Mais tandis qu’il espionnait son souverain, le russophobe Stambouloff tentait, en 1891, pour son compte, une démarche secrète en vue de sa propre réconciliation avec la Russie.

Voici comment les choses se passèrent : Méthode Kussewitch, archimandrite de Sofia, fut mis au fait des conditions auxquelles Stambouloff était prêt à travailler à l’entente de la Bulgarie avec la Russie. L’archimandrite comprit aussitôt et fit part de la communication à l’exarque bulgare, Monsignor Joseph. Celui-ci, de son côté, s’aboucha avec l’ambassadeur russe à Constantinople, Nelidoff. On n’aboutit à rien, parce que la Russie ne voulait à aucun prix avoir affaire avec ce Stambouloff, que Kaulbars, dans un moment de colère, avait traité d’aventurier. Voyant la partie perdue, Stambouloff n’hésita pas. Un beau jour, il se présenta devant le prince Ferdinand, qui, naturellement, ignorait le premier mot de toutes ces intrigues, et lui apprit que l’exarque, Monsignor Joseph, s’était permis de faire des propositions d’accommodement à M.  de Nelidoff. Il joua l’indignation et ordonna même des perquisitions chez l’archimandrite Kussewitch. Elles furent vaines. Pourquoi ? L’exarque de Constantinople le sait sans doute aussi bien que Stambouloff lui-même.

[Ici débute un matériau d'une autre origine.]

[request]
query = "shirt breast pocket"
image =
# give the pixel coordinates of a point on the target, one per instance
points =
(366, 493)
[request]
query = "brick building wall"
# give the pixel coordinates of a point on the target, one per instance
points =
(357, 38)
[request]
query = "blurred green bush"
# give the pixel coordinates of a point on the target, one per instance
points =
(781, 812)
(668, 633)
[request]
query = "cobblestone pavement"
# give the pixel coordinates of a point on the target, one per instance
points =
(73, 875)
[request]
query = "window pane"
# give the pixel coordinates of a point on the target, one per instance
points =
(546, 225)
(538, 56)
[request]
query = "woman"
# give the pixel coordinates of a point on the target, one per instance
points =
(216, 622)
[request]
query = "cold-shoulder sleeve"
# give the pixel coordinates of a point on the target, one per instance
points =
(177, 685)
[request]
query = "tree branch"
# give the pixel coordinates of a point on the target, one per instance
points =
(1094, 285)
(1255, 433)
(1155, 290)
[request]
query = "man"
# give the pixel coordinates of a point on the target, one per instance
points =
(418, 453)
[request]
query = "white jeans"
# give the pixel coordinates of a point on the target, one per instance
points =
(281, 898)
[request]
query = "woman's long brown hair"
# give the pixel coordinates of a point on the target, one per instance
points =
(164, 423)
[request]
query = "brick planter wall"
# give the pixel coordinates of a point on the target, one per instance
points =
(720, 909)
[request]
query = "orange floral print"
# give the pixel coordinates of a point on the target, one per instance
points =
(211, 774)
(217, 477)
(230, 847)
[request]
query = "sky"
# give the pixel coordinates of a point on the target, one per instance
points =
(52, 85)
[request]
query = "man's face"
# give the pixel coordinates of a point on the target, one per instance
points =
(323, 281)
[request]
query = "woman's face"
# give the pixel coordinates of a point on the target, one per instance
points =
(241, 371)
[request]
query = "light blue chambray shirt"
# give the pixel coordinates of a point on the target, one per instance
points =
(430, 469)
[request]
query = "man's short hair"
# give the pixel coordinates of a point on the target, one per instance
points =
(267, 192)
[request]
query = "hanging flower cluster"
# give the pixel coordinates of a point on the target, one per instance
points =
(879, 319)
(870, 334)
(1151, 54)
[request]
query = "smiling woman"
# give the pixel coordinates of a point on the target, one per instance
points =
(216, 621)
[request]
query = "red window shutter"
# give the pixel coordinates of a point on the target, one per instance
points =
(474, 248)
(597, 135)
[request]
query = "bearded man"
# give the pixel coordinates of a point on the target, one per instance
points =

Nous abandonnerons volontiers au jugement de l’Europe, mieux informée de ses agissements, le russophobe Stambouloff, qui a fait si longtemps son admiration. Mais avant que le verdict soit rendu, et pour qu’il le soit en pleine connaissance de cause, nous rapporterons encore quelques faits caractéristiques.

Cet homme aveuglé par la haine et le désespoir, convaincu à juste titre qu’il a perdu toute chance de réintégration au pouvoir, marche droit à la trahison de sa propre patrie. Que, brisé par le vent de la fureur populaire, au lieu de se réfugier en quelque coin perdu et de baisser la tête, il répande dans le public une foule d’articles, d’informations, de pamphlets effrontément mensongers, on pourrait l’expliquer par la frayeur mortelle dont est saisi celui à qui l’on arrache le masque du visage. Mais il ne s’en tient pas aux mensonges, il recourt à la plus basse félonie, à des intrigues capables de saper les bases de sa patrie.

Dans sa haine féroce contre le prince Ferdinand et ses conseillers actuels, Stambouloff ne cache pas le but infâme qu’il vise, rabaisser le Prince aux yeux du monde et, s’il est possible, le détrôner. Il comprend qu’il n’y aura plus pour lui de renouveau politique, et, se sentant rouler à l’abîme, il tâche d’y entraîner le Prince, les ministres, le peuple, le pays. Quand il était premier ministre et qu’il avait audience du Prince au palais, il s’humiliait en protestations de fidélité et de dévouement ; à peine avait-il quitté l’appartement du Prince qu’il se répandait contre lui en railleries et en paroles blessantes. Aujourd’hui, le démon malfaisant qui l’agite ne se contente plus de clabaudages secrets. Dans un pamphlet éhonté, il engagea ouvertement le prince François-Joseph de Battenberg à se déclarer prétendant au trône bulgare. Enfin, quand au jour anniversaire de la mort de son mari, la comtesse Hartenau vint à Sofia pour prier sur la tombe de l’illustre défunt, il lui dépêcha son ami Ziwkoff (une de ses créatures qu’il avait placée jadis au fauteuil présidentiel du Sobranjé) pour lui conseiller d’élever son fils Arsène en vue de son avènement futur au trône de Bulgarie, qui, prétendait Stambouloff, lui revient de droit.

Ces faits peuvent se passer de commentaires. Nous ajouterons seulement ceci : En Bulgarie, Stambouloff ne peut plus faire de mal, l’opinion publique l’a condamné sans appel. Jusqu’à quel point l’Europe doit-elle modifier son appréciation au sujet de Stambouloff ? elle le sait mieux que personne. Dans les chapitres suivants, nous lui fournirons de nouveaux documents qui rendront sa tâche encore plus aisée.